7 thoughts on “Vote No for Mayor of Minneapolis

  1. Janne Flisrand

    I share your general assessment.
    –Not a single mention of parking.
    –Nor of minimum square footages for units or other regulations driving costs of housing.
    –On “green” issues all except Hodges went right to regulations, when incentives might be more desirable anyway (Hodges did mention the storm water pricing example that I’m fond of).
    –No one highlighted the problem of preservation sometimes being used a lever for NIMBYs — recall the recent Dinkytown discussion about House of Hanson and those parking lots? https://streets.mn/2013/07/31/city-council-and-marcy-holmes-adopting-a-scorched-earth-policy-to-save-dinkytown/).
    –Minimal mention of walking, although bringing a school to downtown got lots of play. But isn’t there a school at 10th and Hennepin (FAIR School)? I’d think a bigger issue to having families in downtown is the ability of your child to walk around the block safely than to go to school downtown.
    –Not a mention of the speed of transit (or biking) as being preferable, faster, easier than driving in order to help density succeed, although there was plenty of “go-density” talk. (A start, I guess.)

  2. Cam Winton

    Howdy, Sam. I’ve mentioned the potential benefits of moving to form-based zoning in other forums.* Admittedly I should have raised it at the AIA/ULI form but there’s never enough time to get to everything! (*http://www.minnpost.com/politics-policy/2013/09/short-answers-long-agenda-great-minneapolis-mayoral-debates)

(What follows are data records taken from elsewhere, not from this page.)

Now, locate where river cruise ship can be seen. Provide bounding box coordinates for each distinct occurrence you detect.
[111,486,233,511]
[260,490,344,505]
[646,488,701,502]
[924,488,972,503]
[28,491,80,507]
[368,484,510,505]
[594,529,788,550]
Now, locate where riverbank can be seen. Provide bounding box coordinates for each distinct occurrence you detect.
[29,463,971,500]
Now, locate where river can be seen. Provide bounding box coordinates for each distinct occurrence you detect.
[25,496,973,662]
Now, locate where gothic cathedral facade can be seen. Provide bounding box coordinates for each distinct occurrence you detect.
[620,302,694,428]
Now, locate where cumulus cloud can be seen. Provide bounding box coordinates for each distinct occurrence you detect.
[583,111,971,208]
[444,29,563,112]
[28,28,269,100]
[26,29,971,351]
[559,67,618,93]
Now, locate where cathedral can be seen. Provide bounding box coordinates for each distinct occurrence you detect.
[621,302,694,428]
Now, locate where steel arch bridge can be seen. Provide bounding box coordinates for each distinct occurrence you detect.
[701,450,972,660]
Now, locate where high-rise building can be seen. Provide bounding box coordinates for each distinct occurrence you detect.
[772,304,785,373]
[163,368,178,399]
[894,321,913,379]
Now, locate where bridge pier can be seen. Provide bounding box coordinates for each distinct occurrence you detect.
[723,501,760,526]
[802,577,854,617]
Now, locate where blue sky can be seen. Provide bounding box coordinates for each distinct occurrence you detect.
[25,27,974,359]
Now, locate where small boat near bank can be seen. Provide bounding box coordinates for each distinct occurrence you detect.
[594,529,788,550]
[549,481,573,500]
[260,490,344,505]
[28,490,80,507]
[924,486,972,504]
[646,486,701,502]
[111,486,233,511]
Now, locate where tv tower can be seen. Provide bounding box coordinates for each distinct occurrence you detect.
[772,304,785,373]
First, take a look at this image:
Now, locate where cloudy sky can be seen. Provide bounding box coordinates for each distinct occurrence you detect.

    Re any Guthrie skyway, my point was that I’ve been told there’s no skyway between the Guthrie and its parking ramp because of a historical-zone designation. If that’s incorrect, I’m all ears. I personally know people who avoid the Guthrie in the winter because they’re older, not steady on their feet, and have difficulty navigating the ice/snow on the street. So, I was using that scenario to illustrate how sometimes, well-intentioned (apparent) historic-preservation efforts detract from present-day use. I have no desire for a broader skyway building program! -Cam

    (Two versions of this comment may be floating around — I typed the first at TC Daily Planet but it disappeared….)

    1. Sam NewbergSam Newberg Post author

      Cam, any candidate at that forum suggesting form-based codes would surely have won some allies, and possibly some detractors. It’s too bad Marlys Harris didn’t explain them very well in her piece.

      Keep in mind a good form-based code is rooted in stronger and more intensive up-front planning, where the resulting visual plan becomes the code. This creates certainty for neighborhood, because the plan is “what you see is what you get” when development happens. This reduces time lost for developers, and time is money. Although the planning may cost the city more upfront, it can save the city legal fees and lost real estate taxes later.

      Form-based codes are not a panacea, but evidence from around the country shows they can work very well here in Minneapolis.

      1. Sam NewbergSam Newberg Post author

        There is – it is a huge skyway used for stage equipment and sets, not for people to get from car to theater. And I believe the cantilever is anchored across the street, necessitating the skyway, but I could be wrong about that.

        1. Faith

          The distance from the Guthrie parking ramp door to the Guthrie front door appears to be about the same as the average distance from a handicapped space at Target to a Target front door (~90-100 feet). Except the parking ramp offers covered parking, and a walk underneath the skyway whereas Target does not offer either of these features.

          Perhaps a better issue to point out is that the Guthrie is poorly served by transit, with infrequent bus service on Washington Avenue despite the recent housing growth, and a rather bleak walk from the LRT station at Chicago Ave that may not be very enticing to patrons after seeing a show. Thus, the Guthrie functions more like a suburban Target store with everyone driving to a parking space in front of the building compared to an older theater on Hennepin Avenue where the parking is not quite as close and the transit service is better.